Tuesday, August 13, 2013

SIGCOMM2013: Forwarding Metamorphosis: Fast Programmable Match-Action Processing in Hardware for SDN

Authors: Pat Bosshart, Glen Gibb, Hun-Seok Kim, George Varghese, Nick McKeown, Martin Izzard, Fernando Mujica, Mark Horowitz
Presenter: Pat Bosshart

Background and motivation:

Fixed function switches allows multiple levels of matches, but they are fixed and not flexible, say for example in terms of memory requirements.

Key problem: Lack of flexibility in switches. The rise of SDNs further accelerates this requirement on flexibility. In particular, they require
- flexible actions
- flexible header fields
- multiple stages of match action

Existing solutions for flexibility:
- Softwares
- Network Processors
But all these approaches are slow and expensive!

Goals of the paper:

  • How to design flexible switch chip ? Provide an architecture for RMTs (Reconfigurable Match Table)
  • Establish usability and use cases.
  • Provide estimates for the feasibility for flexible switch chips, eg., cost

Using a parse graph allows arbitrary fields, and can be used with programmable parser.
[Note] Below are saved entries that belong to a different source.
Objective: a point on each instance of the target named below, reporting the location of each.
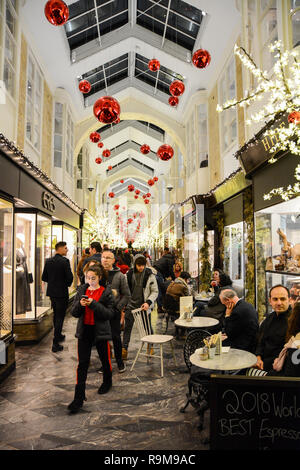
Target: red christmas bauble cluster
(177, 88)
(85, 86)
(154, 65)
(56, 12)
(201, 58)
(165, 152)
(294, 117)
(95, 137)
(145, 149)
(106, 153)
(107, 109)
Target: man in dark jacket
(120, 289)
(57, 273)
(272, 331)
(240, 323)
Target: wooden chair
(142, 320)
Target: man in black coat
(57, 273)
(240, 322)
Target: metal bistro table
(234, 359)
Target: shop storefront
(31, 209)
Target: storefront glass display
(70, 237)
(25, 265)
(6, 267)
(277, 250)
(233, 255)
(43, 251)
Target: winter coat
(103, 312)
(150, 288)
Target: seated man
(240, 322)
(272, 331)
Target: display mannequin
(23, 295)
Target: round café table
(234, 359)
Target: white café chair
(142, 320)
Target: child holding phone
(94, 307)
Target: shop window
(58, 135)
(233, 255)
(268, 32)
(295, 22)
(34, 92)
(6, 267)
(228, 120)
(10, 45)
(277, 250)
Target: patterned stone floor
(141, 412)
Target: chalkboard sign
(254, 412)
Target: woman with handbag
(94, 307)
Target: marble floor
(141, 412)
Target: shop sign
(48, 201)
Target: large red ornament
(154, 65)
(85, 86)
(106, 153)
(177, 88)
(107, 109)
(95, 137)
(145, 149)
(165, 152)
(201, 58)
(56, 12)
(173, 101)
(294, 117)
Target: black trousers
(85, 345)
(116, 336)
(59, 306)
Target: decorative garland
(205, 272)
(248, 216)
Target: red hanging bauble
(56, 12)
(85, 86)
(107, 109)
(106, 153)
(294, 117)
(173, 101)
(201, 58)
(95, 137)
(177, 88)
(165, 152)
(145, 149)
(154, 65)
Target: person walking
(57, 273)
(119, 286)
(144, 291)
(94, 308)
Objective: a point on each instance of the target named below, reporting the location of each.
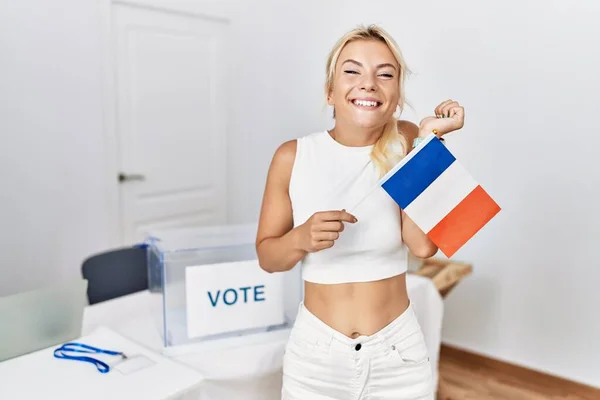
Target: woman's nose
(368, 84)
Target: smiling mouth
(367, 104)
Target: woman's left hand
(450, 116)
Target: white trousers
(323, 364)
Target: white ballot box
(208, 286)
(143, 375)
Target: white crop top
(330, 176)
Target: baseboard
(522, 373)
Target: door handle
(130, 177)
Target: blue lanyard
(84, 348)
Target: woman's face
(365, 90)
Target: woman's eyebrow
(378, 66)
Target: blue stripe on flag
(418, 173)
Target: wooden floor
(465, 376)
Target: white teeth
(365, 103)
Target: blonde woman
(356, 335)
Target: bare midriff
(357, 309)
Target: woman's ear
(329, 100)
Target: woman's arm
(416, 240)
(277, 243)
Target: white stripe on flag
(439, 198)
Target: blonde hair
(382, 154)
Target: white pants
(323, 364)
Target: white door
(170, 119)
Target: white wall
(52, 199)
(527, 73)
(54, 206)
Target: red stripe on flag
(464, 221)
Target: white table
(144, 375)
(250, 372)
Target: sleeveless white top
(330, 176)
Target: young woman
(356, 335)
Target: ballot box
(207, 285)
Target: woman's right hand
(322, 229)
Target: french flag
(439, 195)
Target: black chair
(115, 273)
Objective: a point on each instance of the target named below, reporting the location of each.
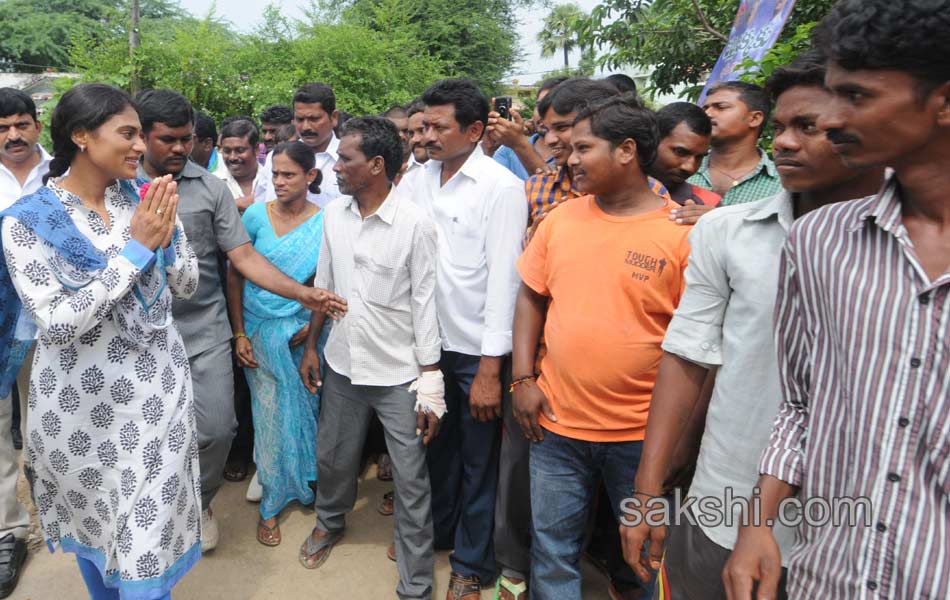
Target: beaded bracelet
(519, 381)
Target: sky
(245, 14)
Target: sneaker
(12, 556)
(254, 490)
(209, 531)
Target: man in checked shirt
(861, 329)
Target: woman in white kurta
(111, 430)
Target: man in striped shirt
(861, 330)
(722, 330)
(558, 109)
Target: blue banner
(758, 24)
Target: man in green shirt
(736, 168)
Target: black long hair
(301, 154)
(86, 106)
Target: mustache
(837, 136)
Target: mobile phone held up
(503, 106)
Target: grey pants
(345, 413)
(14, 517)
(692, 566)
(212, 381)
(513, 504)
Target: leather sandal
(516, 591)
(313, 554)
(269, 536)
(463, 588)
(387, 505)
(384, 468)
(12, 556)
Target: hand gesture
(427, 425)
(689, 213)
(300, 337)
(244, 202)
(320, 300)
(244, 351)
(505, 132)
(153, 223)
(756, 557)
(485, 396)
(310, 370)
(634, 537)
(527, 401)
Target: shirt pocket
(467, 247)
(383, 285)
(199, 231)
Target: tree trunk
(134, 44)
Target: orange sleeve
(533, 263)
(683, 250)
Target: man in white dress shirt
(246, 179)
(480, 212)
(378, 251)
(315, 118)
(418, 155)
(23, 163)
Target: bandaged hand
(430, 393)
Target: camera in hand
(503, 106)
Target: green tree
(224, 73)
(477, 39)
(39, 33)
(560, 30)
(680, 39)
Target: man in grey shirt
(379, 250)
(724, 321)
(212, 223)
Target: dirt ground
(242, 569)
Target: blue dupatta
(44, 214)
(295, 254)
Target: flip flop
(384, 468)
(387, 505)
(518, 591)
(269, 536)
(308, 549)
(235, 471)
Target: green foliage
(780, 54)
(560, 30)
(476, 39)
(375, 53)
(226, 74)
(38, 33)
(669, 35)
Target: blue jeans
(564, 476)
(463, 469)
(95, 585)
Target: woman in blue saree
(269, 331)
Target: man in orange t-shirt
(607, 268)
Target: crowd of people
(547, 327)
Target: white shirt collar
(42, 166)
(473, 167)
(332, 147)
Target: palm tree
(560, 30)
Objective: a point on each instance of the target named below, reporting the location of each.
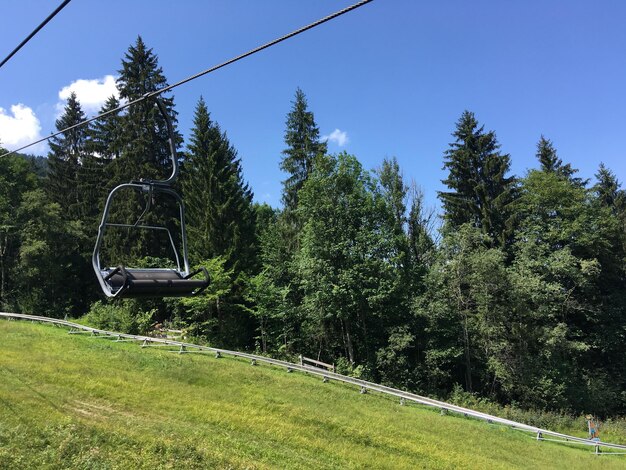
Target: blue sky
(392, 78)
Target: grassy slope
(80, 402)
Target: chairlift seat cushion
(154, 283)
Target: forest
(515, 291)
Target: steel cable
(198, 75)
(35, 31)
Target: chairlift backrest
(122, 281)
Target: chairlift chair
(123, 281)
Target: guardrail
(365, 386)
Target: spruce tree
(302, 137)
(67, 152)
(480, 190)
(219, 203)
(608, 190)
(144, 137)
(144, 153)
(551, 163)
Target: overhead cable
(198, 75)
(35, 31)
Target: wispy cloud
(338, 137)
(90, 93)
(19, 127)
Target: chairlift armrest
(206, 277)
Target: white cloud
(90, 93)
(20, 127)
(338, 137)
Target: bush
(122, 317)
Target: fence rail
(365, 386)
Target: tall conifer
(219, 203)
(67, 152)
(480, 191)
(302, 137)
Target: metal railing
(365, 386)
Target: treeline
(519, 297)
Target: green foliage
(219, 204)
(124, 316)
(303, 145)
(16, 178)
(67, 152)
(479, 193)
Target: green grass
(72, 401)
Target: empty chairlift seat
(123, 281)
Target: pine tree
(551, 163)
(219, 203)
(144, 153)
(480, 192)
(67, 152)
(303, 145)
(608, 190)
(144, 138)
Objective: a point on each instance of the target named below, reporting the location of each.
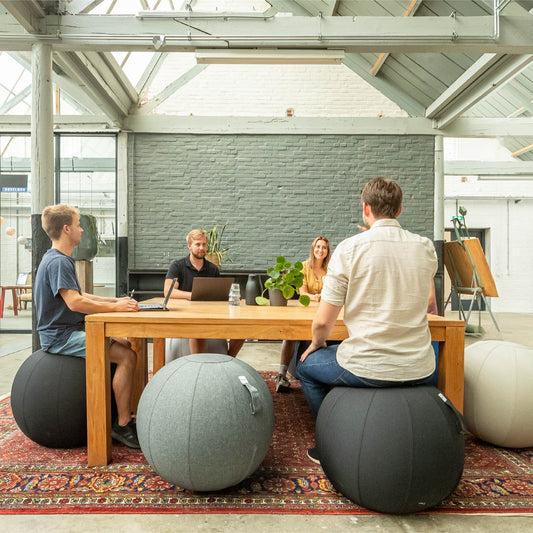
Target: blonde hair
(196, 234)
(326, 259)
(55, 217)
This means that instead of new hardware, the parser could be easily changed.
- Re-configurable table graphs.
- sometimes changes might be needed to both parse and table graphs.
The implementation consists of a physical pipeline which maps the logical stages. However, these flexible chips need general purpose CPUs. The authors solve the memory-to-CPU bottleneck by
- replicating CPUs
- having more stages
This goes with the reasoning that a higher cost is okay!

Switch design:

64*10GB Switches
Programmable paresr
1GHz pieline
32 match/action stages
Huge TCAM- 64K Tcam words
224 action processors per stage

In comparison  with conventional switches, the authors make the following observations:
- Many functions are similar to conventional switches eg., io, buffer, CPU are the same
- The extra functions can be made optional : e.g., statistics

Cost comparison with fixed function switches:
- Cost of memory is more ( 8% extra)
- Total cost 14% more

- Use RMT switch model to make flexible chips
- Bring processing to wires (more CPUs per stage)
- Pipelining - brings processing close to memories
- Cost of 15% more is low, given the benefits offered in terms of the higher flexibility

Q: What next?
A: Research project at TI. Not sure about when the product is likely to be released.

Q: Most multi-processors have general purpose chips, how does it compares to this solution model?
A: Very different as each ALU is processing only one per word - this is much simpler since the requirement is to perform "match-actions".

Q: Is there a software for the compiler?
A: Not available right now, could be an interesting future work.

Q: Use case that has to modify chip size?
A: The speaker was away from the microphone, so couldn't quite hear this properly.